In the previous post, I introduced the book, my initial feelings, and covered chapters one and two. This post will be shorter as there is little to nothing that a 3.x DM can use in the following chapters. As stated in my first post, however, that there might be something that a 3.x player would find useful, and I believe that I should cover it for 4e fans as well. We may play different version, but we all love DnD!
This chapter is all about the skill challenges, and offering alternate rules and suggestions on how to run them. The chapter seems well written, and for those who love skill challenges, I’m sure that this portion of the book will come in handy. I really can’t comment on skill challenges since don’t use them in 3.5. There is something that bothers me about them.. Something I can’t quite put my finger on. I would like other people’s opinions on skill challenges and how they utilize them and if they are something worth incorporating in a 3.5 game…
This chapter deals with altering monsters and creating your own. I like the templates and how to create interesting and difficult encounters. I have made it clear that while 4e isn’t my preferred game, that I don’t outright hate it. To me it is a personal choice, like eating meat as opposed to being a vegan (and no this is not a simile that 3.x has more “meat,” than 4e). One thing I will say about 4e that I really enjoy is the monsters (for the most part). I think that monsters are easier to manage with their powers labeled out the way that they are as opposed to 3.x.
Mostly has magic items and rewards are in this chapter, however on page 161 it starts getting into Organizations. How to create them, their motivations, and power struggles, etc. There is very interesting info in these few pages.
The final chapter of the DMG 2 focuses on Paragon campaigns. This is something of a blessing, from what I understand, for 4e players. Many players and DMs complained of lack of adventures or guidance during this stage of play. The ideas, even though for 4e, can serve as inspiration for 3.x DM’s as well.
Final verdict: While chapter one and two are well written and offer the most for a 3.5 DM, I don’t feel that the book is worth the cost for just those two chapters. The first two chapters, I really did enjoy reading, but they do not offer anything revolutionary or novel, to me.
However, I do think that the book would be great for 4e DM’s. It has a fountain of information that will enhance their games, make their lives easier, and offer possible new insights to a blossoming game or starting DM.

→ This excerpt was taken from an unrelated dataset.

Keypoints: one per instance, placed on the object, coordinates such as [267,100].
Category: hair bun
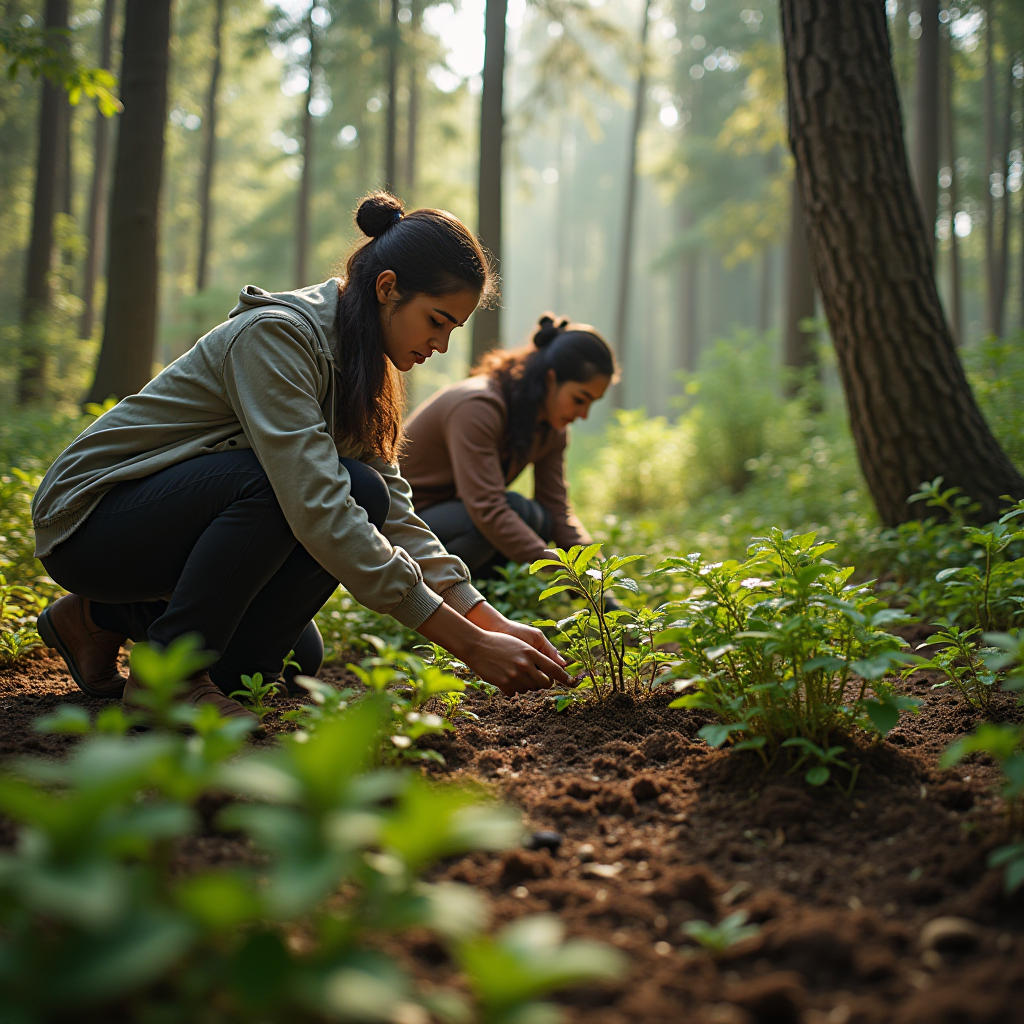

What I want: If there is such a thing, by all means comment and let me know.. I am looking for a book on Advanced DMing/DM Theory. I have hopes that the Pathfinder GameMastery Guide will provide deeper insight, but I’m not placing high hopes (this is not a knock against Pathfinder, because I believe that the game is amazing).
I just want a book that really goes in-depth with the intricacies of DMing, out of the normal that seems to now be the staple topics that are covered in the DMG and DMG2. So if you know of such a book, by all means, let me know! Thanks!